Her co-adviser Hendrik Hartog, Princeton’s Class of 1921 Bicentennial Professor in the History of American Law and Liberty, Emeritus, praised her as “the best researcher I’ve ever had as a graduate student” in his 45 years teaching at Princeton.

“Geneva is an extraordinarily talented young woman who managed to surmount quite terrible burdens in her early years,” he said. “She is strong-willed, stable, thoughtful and she has a good heart.”

He emphasized the extraordinary impact her work has had and will continue to have.

“Her results are transformative and will change the way historians write both the history of slavery in the Americas and the history of race in America,” Hartog said. “The amount of work it took for her to find these records is itself extraordinary. She found records that nobody knew existed, just by persistence, by imagination, by thinking about how to read records against what the label says they would say.”

He praised the “relentless determination” that carried Smith into more than 30 archives on three continents as she deciphered and preserved thousands of crumbling, handwritten records. “She has a kind of ‘historian’s intuition’ that led her to the confidence to know that these records would exist if she just kept at it. I really admire it.”
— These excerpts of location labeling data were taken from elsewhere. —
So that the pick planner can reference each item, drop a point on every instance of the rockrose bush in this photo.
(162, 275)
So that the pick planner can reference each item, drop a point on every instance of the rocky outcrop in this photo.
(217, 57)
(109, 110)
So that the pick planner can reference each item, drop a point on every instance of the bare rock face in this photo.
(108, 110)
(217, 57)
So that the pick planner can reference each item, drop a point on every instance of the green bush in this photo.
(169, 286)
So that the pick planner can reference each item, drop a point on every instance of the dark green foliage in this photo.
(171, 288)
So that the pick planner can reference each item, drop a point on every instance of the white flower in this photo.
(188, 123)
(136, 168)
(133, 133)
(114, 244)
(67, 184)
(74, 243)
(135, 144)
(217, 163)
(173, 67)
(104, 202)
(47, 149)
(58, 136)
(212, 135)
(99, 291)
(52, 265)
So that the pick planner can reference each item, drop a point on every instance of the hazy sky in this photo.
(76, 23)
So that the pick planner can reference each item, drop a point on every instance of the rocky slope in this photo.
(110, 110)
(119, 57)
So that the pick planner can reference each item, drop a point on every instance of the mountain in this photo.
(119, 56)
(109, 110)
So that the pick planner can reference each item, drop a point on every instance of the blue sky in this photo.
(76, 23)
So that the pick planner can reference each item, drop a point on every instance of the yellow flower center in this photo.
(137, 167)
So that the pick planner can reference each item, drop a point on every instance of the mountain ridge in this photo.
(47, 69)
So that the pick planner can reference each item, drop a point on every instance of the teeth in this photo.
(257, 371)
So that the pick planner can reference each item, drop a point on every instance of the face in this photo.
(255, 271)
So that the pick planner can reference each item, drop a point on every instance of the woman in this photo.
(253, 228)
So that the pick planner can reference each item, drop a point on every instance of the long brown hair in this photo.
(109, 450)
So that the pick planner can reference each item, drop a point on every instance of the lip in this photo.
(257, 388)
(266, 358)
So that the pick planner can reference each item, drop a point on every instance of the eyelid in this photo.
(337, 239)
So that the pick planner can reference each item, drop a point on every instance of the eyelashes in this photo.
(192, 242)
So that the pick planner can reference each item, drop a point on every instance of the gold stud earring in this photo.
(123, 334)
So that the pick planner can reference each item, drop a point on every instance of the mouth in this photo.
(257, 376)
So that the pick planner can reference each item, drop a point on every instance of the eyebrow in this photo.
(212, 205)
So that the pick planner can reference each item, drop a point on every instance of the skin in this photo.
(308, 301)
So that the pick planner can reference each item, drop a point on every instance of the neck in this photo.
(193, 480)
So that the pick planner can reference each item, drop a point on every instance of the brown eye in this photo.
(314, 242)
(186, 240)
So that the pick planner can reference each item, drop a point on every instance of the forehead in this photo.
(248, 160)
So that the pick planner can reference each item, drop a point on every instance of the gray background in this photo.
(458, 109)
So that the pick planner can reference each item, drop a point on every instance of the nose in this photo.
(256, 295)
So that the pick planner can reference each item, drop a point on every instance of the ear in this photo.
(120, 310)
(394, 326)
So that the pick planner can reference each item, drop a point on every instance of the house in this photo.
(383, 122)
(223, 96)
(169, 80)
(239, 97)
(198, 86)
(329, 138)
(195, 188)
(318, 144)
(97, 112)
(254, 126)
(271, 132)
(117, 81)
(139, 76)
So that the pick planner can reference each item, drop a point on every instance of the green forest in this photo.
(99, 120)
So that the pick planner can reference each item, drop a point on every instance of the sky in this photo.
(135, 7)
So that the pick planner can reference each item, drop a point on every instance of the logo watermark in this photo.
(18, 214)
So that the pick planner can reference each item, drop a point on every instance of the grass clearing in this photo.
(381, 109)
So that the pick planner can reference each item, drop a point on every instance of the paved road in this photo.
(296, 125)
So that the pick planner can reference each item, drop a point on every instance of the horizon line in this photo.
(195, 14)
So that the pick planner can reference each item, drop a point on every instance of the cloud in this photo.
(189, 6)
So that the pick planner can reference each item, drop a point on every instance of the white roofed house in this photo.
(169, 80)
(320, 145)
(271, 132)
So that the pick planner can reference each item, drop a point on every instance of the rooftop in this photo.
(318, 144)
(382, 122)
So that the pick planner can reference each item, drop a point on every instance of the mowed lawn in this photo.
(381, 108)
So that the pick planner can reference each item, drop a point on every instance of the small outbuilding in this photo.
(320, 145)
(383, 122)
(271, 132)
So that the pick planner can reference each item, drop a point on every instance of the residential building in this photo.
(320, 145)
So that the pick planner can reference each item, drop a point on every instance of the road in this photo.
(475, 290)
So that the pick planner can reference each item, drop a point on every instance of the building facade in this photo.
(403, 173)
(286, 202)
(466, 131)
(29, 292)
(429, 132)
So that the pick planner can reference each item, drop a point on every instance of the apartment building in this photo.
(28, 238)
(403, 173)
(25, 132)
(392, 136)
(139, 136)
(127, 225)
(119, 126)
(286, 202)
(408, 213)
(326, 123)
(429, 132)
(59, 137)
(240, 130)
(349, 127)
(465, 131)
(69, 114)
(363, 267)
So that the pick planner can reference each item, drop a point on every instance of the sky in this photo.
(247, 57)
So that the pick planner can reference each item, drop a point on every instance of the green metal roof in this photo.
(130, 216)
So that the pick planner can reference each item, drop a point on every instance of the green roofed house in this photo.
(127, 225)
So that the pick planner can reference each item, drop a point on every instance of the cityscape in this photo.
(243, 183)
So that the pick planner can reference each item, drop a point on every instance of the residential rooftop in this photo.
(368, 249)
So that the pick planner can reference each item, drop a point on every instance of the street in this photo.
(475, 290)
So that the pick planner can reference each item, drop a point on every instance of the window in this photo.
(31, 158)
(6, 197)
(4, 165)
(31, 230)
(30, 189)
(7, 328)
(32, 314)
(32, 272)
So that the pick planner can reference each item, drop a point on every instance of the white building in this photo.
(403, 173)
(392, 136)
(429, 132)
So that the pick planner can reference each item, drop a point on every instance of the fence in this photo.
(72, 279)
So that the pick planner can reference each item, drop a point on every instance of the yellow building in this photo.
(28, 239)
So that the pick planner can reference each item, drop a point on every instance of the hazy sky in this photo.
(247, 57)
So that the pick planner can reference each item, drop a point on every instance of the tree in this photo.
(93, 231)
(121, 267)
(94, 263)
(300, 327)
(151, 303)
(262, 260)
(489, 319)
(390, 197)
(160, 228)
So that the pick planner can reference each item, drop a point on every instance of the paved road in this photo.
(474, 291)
During her time at Princeton, Smith worked on the Princeton and Slavery Project, coordinated the Colonial Americas Workshop and participated in the Black Graduate Student Caucus as well as the Graduate Women of Color Caucus. Next year, she will finish her final year at Yale Law School, where she has been the academics chair of Yale Law Women+, the academic development chair of the Yale Black Law Students Association, and a fellow in the Program for Reproductive Justice and Reproductive Rights.